Seria wpisów z kategorii Jordan Peterson, to myśl psychologiczna dość znanego, kanadyjskiego psychologa klinicznego. To co przeczytasz, to jego słowa w moim wolnym tłumaczeniu. Zapraszam.
Pierwszym sposobem może być podejście do problemu z drugiej strony.
Skoro nie wiesz kim „chcesz być”, to spróbuj odkryć kim na pewno „nie chcesz być” i trochę zawęź krąg poszukiwań.
Jestem pewien, że znasz u siebie zachowania, które wiesz że źle działają na Ciebie, ale dalej je robisz.
Z różnych powodów. Spróbuj je znaleźć i eliminować.
Jest takie powiedzenie w Biblii – moralność podąża za ciągiem zakazów.
To znaczy, że jest zbiór rzeczy, których nie powinieneś robić i jak się tego będziesz trzymał, to będzie ok.
I myślę, że jest w tym sporo mądrości.
Weźmy za przykład, to jak wychowujemy dzieci.

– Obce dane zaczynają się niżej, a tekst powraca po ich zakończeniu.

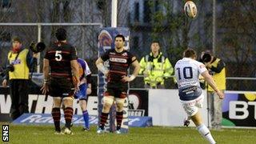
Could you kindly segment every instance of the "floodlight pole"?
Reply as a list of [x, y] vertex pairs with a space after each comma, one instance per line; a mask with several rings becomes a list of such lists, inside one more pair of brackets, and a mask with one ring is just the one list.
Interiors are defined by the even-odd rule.
[[213, 0], [213, 54], [216, 53], [216, 0]]
[[118, 0], [112, 0], [111, 27], [117, 27], [118, 23]]
[[[38, 42], [41, 42], [41, 33], [42, 33], [42, 26], [41, 24], [38, 24]], [[41, 56], [41, 53], [38, 54], [38, 60], [37, 60], [37, 73], [40, 73], [40, 56]]]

Jeżeli mocno to uprościmy, to w dużej mierze wychowujemy dzieci przez nakładanie zakazów.
Zakazujemy zachowywać się w sposób, który nie jest akceptowalny przez społeczeństwo.
Zachowania, które prawdopodobnie po jakimś czasie uczyniłyby życie tego dziecka nieszczęśliwym.
Druga rada jak znaleźć siebie w świecie
Inna moja rada, to:
Jeżeli spędziłeś sporo czasu nad zastanawianiem się kim chcesz być i gdzieś utknąłeś – nie wiesz co zrobić, szukasz siebie.
To pierwsze co możesz zrobić to rozejrzeć się dookoła i poszukać rzeczy na które masz bezpośredni wpływ.
Musisz szukać rzeczy, które z całą pewnością powinny zostać naprawione, ale z jakiegoś powodu dotychczas tego nie zrobiłeś.
Na początku to mogą być bardzo małe rzeczy – np. doprowadź swój pokój do najlepszego stanu jaki możesz.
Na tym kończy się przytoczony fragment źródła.